Although our ongoing discussion has concentrated on token/word level models, it is very important to keep in mind that the performance of these models can be only as good as the token-level representations (embeddings) they rely on, especially for unseen/unknown words, for which there is no token level-information in the training data. Modeling tokens on a subword (character, morpheme etc.) level is therefore a crucial part of neural sequence tagging -- we will return to this problem in the word embedding class.

## See also

+ The textbooks by [Jurafsky & Manning](https://web.stanford.edu/~jurafsky/slp3/9.pdf) and [Eisenstein](https://github.com/jacobeisenstein/gt-nlp-class/blob/master/notes/eisenstein-nlp-notes.pdf) both contain good introductory chapters on neural sequence tagging.
+ The paper [Bai et al. (2018): An Empirical Evaluation of Generic Convolutional and Recurrent Networksfor Sequence Modeling](https://arxiv.org/pdf/1803.01271.pdf) is a useful comparison of the performance of CNNs and RNNs in sequence modeling.

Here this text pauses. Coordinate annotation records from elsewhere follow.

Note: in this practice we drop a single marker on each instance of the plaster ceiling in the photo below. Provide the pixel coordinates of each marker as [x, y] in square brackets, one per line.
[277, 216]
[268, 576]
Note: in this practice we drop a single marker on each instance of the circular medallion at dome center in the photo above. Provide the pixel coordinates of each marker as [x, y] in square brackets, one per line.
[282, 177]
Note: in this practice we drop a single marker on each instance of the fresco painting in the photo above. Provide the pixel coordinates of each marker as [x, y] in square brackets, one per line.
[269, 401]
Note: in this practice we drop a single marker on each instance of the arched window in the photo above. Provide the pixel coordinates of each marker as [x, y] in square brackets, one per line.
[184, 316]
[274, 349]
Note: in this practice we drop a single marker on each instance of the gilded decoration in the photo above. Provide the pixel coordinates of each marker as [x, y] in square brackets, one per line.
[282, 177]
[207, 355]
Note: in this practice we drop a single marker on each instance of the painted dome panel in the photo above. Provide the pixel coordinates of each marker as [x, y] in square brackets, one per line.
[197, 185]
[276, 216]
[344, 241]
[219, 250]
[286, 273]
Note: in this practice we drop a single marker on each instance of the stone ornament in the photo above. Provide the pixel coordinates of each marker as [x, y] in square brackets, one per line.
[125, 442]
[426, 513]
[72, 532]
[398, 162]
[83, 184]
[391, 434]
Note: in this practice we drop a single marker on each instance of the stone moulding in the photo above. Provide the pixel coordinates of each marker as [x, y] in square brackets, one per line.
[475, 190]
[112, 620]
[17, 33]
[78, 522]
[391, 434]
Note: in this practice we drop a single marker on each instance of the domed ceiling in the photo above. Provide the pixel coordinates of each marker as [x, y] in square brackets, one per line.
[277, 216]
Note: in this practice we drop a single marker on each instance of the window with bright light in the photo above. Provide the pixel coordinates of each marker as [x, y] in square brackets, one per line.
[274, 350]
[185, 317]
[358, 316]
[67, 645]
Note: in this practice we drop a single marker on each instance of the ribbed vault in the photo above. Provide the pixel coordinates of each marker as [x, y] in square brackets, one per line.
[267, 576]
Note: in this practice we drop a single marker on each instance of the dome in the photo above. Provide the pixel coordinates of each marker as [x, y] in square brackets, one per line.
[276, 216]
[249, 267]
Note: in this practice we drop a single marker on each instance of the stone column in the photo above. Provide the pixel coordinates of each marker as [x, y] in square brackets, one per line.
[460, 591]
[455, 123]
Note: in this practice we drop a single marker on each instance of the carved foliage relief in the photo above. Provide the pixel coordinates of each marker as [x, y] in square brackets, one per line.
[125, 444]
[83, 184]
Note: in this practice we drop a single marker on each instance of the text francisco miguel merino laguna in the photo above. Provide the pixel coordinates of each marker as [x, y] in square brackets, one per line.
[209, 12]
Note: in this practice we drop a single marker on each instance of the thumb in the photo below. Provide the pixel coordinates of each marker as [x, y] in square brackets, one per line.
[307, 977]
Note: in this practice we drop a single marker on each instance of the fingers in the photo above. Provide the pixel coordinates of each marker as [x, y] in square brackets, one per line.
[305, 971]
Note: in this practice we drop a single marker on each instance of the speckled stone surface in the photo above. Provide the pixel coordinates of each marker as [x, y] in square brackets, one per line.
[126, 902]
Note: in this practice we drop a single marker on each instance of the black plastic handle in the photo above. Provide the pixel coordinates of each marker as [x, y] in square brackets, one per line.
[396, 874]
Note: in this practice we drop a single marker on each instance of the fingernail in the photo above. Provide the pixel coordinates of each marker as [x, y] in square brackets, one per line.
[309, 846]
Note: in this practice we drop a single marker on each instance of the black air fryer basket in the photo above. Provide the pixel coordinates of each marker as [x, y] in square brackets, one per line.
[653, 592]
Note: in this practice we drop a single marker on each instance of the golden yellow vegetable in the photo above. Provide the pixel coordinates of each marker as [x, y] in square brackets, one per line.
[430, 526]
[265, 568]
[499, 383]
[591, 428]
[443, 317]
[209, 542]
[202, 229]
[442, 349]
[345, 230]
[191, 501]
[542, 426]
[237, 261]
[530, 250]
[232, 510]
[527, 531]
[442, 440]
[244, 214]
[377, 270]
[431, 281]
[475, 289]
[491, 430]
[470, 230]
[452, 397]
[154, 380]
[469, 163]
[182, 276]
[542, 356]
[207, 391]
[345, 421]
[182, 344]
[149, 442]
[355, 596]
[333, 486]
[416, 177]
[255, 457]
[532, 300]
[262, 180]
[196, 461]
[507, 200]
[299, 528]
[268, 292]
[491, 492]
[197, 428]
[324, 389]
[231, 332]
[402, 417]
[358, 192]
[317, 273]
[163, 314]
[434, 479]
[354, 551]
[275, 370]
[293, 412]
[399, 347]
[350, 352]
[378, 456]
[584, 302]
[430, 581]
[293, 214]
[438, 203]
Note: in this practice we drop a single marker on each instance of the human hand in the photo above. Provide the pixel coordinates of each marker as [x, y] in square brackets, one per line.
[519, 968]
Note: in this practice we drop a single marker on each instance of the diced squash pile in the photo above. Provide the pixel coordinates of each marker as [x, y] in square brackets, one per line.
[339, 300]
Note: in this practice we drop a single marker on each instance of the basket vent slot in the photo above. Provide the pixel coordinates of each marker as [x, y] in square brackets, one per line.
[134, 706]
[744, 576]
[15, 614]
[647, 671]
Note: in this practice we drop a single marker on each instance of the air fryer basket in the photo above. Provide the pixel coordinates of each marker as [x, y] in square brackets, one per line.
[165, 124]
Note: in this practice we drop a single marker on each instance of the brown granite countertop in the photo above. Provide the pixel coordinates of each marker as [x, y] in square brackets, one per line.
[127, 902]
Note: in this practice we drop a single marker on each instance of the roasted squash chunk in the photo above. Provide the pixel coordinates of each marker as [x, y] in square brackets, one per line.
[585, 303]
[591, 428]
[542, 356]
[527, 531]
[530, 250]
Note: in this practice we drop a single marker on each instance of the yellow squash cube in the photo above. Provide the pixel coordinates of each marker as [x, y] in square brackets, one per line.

# When will we reach 100% accuracy?

The current state of the art in POS tagging on the industry standard PTB/WSJ data set is (according to [NLP progress](https://github.com/sebastianruder/NLP-progress/blob/master/english/part-of-speech_tagging.md)) 97.96%, but the TnT HMM tagger was already at 96.7% in 2000 (!), so progress has been far from fast. In a very interesting paper entitled [Part-of-Speech Tagging from 97% to 100%:Is It Time for Some Linguistics?](https://nlp.stanford.edu/pubs/CICLing2011-manning-tagging.pdf) Christopher D. Manning conducted an error analysis and discusses reasons why we will probably __not__ reach 100%.

In addition to the fact that the standard data sets actually contain incorrect annotations in certain cases, and in general interannotator agreement itself seems to be around 97%, the most important barrier might be __theoretical__: Manning asks the question 

> Are part-of-speech labels well-defined discrete properties enabling us to assign each word a single symbolic label?

and suggests that the answer is not necessarily affirmative.